Le Conseil supérieur de la propriété littéraire et artistique (CSPLA) a tranché. Le groupe de travail chargé de conseiller le ministre de la Culture quant au régime d’évolution des droits d’auteur dans la société de l’information en général, et Internet en particulier, choisit de surveiller les internautes. Dans un avis rendu le 26 juin 2003, le CSPLA estime “que le lancement de requêtes par les autorités ou les ayants droit afin de constater les offres de fichiers illicites ne constitue pas une provocation à la commission d’une infraction, et que cette méthode est donc praticable sans modification législative”. Modification législative qui, de toute façon, aura probablement lieu à travers la loi sur l’économie numérique (LEN) présentée par Nicole Fontaine et en cours de vote (voir notamment édition du 26 juin 2003). Le projet de loi préconise en effet qu’un ayant droit, notamment, puisse intervenir directement auprès d’un hébergeur ou fournisseur d’accès afin de demander le retrait d’un contenu, cela indépendamment d’une décision de justice.

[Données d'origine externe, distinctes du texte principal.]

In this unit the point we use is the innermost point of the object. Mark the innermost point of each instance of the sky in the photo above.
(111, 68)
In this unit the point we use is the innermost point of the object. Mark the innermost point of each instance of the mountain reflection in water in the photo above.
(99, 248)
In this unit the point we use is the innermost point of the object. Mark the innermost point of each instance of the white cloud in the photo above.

Mais le CSPLA va plus loin que la simple observation de l’activité des internautes. Il vise à obtenir leur identité civile en collectant les adresses IP. Cela malgré l’avis contraire de la Commission nationale de l’informatique et des libertés (CNIL) qui considère les adresses IP comme des données nominatives et, à ce titre, susceptibles d’être collectés par les seuls organismes publics (ou privés s’ils sont mandatés par un service public). “Le Conseil supérieur souhaite que le Parlement trouve, dans le cadre de la réforme de la loi du 6 janvier 1978, et dans le respect de la directive du 24 octobre 1995, une solution permettant aux sociétés de gestion et aux ayants droit de procéder à la constitution de tels fichiers dans le seul but d’assurer la protection de ces droits”, indique le CSPLA dans son avis. Voilà qui risque d’attirer les foudres des opposants à l’avant-projet de loi français qui vise à transposer la directive européenne sur le droit d’auteur (European Union Copyright Directive, EUCD). D’autant que le CSPLA propose d’étendre à trois ans, contre une année actuellement, le délai de rétention des données de connexion (logs et adresses IP) par les fournisseurs d’accès.

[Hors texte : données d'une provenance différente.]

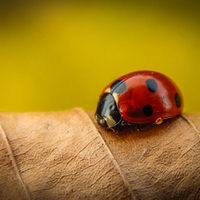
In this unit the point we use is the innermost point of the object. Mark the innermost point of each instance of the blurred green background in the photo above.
(55, 55)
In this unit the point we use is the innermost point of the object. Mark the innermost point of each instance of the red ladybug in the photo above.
(138, 98)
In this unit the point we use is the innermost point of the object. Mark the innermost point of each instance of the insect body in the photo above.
(138, 98)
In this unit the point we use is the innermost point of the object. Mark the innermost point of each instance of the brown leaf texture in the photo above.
(66, 155)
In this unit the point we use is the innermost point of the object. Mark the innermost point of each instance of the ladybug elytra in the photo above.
(137, 98)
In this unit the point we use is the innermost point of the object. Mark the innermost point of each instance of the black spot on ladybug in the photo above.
(178, 100)
(148, 111)
(118, 87)
(152, 85)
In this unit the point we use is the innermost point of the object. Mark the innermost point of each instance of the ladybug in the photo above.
(138, 98)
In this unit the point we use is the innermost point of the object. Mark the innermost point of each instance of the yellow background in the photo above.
(55, 56)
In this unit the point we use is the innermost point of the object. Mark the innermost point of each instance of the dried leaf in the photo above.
(66, 155)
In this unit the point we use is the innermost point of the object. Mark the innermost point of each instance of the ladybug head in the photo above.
(107, 113)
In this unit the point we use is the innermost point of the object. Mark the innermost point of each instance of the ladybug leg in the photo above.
(129, 124)
(114, 130)
(159, 121)
(139, 127)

Des empreintes informatiques

Ces propositions visent directement les utilisateurs de systèmes d’échange de fichiers. “Les possibilités de reproduction et d’échange d’oeuvres qu’offrent les technologies numériques dans le cadre de la liberté de communication se traduisent par une multiplication des actes de contrefaçon”, lit-on dans l’avis. Et comme “les instruments traditionnels de lutte contre la contrefaçon s’avèrent insuffisants dans ce contexte”, le CSPLA se prononce pour l’application d’un “système général d’empreinte informatique permettant de vérifier si les fichiers échangés sur le réseau sont autorisés et de bloquer les échanges de fichiers illicites lors de leur passage par un serveur ou un routeur”. Un tel système ne porterait pas atteinte au secret de la correspondance, selon le Conseil. Pourtant, il préconise sa mise en oeuvre “après élaboration d’un cadre juridique garantissant que les atteintes susceptibles d’être portées à la liberté de communication et au secret du choix des programmes sont nécessaires et proportionnées au but poursuivi”. Si le CLSPA se préoccupe des droits des contenus circulant sur Internet, il ne se prononce pas, dans l’avis rendu fin juin, sur la politique à tenir quant au respect du droit à la copie privée.